Abstract

The work in the past year has primarily involved four areas of magnetic thin films: amorphous rare earth-transition metal alloys, epitaxial CoPt{sub 3} and Ni-Pt alloy thin films, amorphous rare earth doped Si (a new class of dilute magnetic semiconductor with large negative magnetoresistance which the authors have discovered), and exchange-coupled antiferromagnetic insulators. In the amorphous alloys, they made a systematic study of the effects of local anisotropy, macroscopic (perpendicular) anisotropy, and exchange constant on the fundamental (and practical) properties of these magnetic alloys, as originally described in the grant proposal. The work on the epitaxial Co-Pt (and more recently Ni-Pt) alloys was originally undertaken as a comparison study to the amorphous alloys.

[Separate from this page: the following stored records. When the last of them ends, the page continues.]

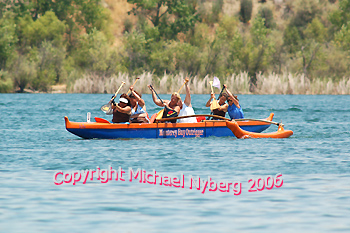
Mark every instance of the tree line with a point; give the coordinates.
(46, 42)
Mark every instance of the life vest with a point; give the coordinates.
(168, 113)
(119, 117)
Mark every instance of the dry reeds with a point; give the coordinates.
(239, 84)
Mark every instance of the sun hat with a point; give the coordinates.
(123, 100)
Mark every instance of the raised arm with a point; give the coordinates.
(235, 101)
(140, 101)
(127, 109)
(188, 94)
(155, 99)
(209, 101)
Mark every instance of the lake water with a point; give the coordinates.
(314, 163)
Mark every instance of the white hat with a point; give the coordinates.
(123, 100)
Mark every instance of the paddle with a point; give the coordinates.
(133, 85)
(160, 113)
(223, 88)
(222, 118)
(101, 120)
(166, 107)
(107, 108)
(214, 104)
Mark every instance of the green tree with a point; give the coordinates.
(46, 28)
(341, 16)
(258, 51)
(23, 72)
(170, 17)
(94, 54)
(8, 38)
(246, 11)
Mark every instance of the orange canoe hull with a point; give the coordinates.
(240, 133)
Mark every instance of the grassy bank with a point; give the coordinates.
(266, 84)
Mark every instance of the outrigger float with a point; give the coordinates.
(103, 129)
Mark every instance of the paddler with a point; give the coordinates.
(121, 110)
(138, 107)
(186, 106)
(222, 109)
(234, 109)
(171, 107)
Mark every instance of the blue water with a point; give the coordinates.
(314, 163)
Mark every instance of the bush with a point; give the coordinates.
(47, 27)
(8, 38)
(246, 11)
(23, 72)
(6, 84)
(267, 14)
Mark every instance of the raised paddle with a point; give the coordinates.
(133, 85)
(186, 81)
(107, 108)
(166, 107)
(222, 118)
(160, 113)
(214, 104)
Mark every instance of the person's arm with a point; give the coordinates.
(177, 109)
(155, 100)
(209, 101)
(188, 95)
(223, 107)
(127, 109)
(235, 101)
(140, 101)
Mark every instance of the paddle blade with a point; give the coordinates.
(101, 120)
(107, 108)
(160, 114)
(216, 83)
(214, 105)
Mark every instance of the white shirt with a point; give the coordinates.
(186, 111)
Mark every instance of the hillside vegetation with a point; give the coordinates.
(90, 45)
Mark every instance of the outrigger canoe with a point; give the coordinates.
(242, 134)
(106, 130)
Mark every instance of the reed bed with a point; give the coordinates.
(285, 84)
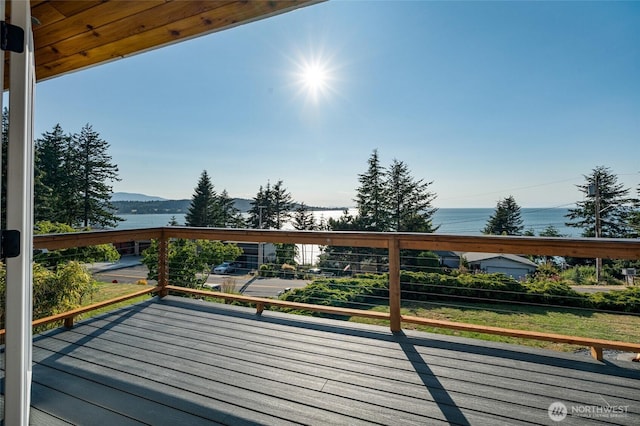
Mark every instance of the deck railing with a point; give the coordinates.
(393, 243)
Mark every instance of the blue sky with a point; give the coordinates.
(485, 99)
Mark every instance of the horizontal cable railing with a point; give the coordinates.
(403, 280)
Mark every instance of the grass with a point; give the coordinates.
(106, 291)
(571, 322)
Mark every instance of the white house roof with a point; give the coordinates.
(478, 257)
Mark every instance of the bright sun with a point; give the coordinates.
(314, 77)
(314, 80)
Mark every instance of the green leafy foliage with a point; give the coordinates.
(189, 261)
(90, 254)
(602, 191)
(506, 219)
(54, 291)
(363, 291)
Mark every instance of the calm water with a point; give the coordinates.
(451, 221)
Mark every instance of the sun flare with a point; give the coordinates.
(314, 77)
(314, 80)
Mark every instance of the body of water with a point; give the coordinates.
(451, 221)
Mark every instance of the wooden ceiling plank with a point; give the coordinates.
(129, 26)
(71, 7)
(88, 20)
(200, 24)
(46, 15)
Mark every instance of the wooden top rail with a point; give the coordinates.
(534, 335)
(575, 247)
(525, 334)
(92, 238)
(283, 303)
(64, 316)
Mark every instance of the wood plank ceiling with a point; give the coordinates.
(73, 34)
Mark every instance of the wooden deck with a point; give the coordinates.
(178, 361)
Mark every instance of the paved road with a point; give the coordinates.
(130, 271)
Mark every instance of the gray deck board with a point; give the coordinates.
(182, 361)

Crystalline Co-Pt alloys have many striking similarities to the amorphous rare earth-transition metal alloys: perpendicular magnetic anisotropy, magneto-optic activity, and a {Tc} (for CoPt{sub 3}) somewhat above room temperature. They have discovered that these alloys exhibit a remarkable new phenomena; a surface-induced miscibility gap in a material which is believed to be completely miscible in the bulk. The authors are currently in several collaborations to measure specific heat of magnetic thin films. They used the specific heat to study antiferromagnetic superlattices, specifically NiO, CoO and MgO in various combinations to allow separation of effects of finite layer thickness and exchange coupling on the magnetic ordering.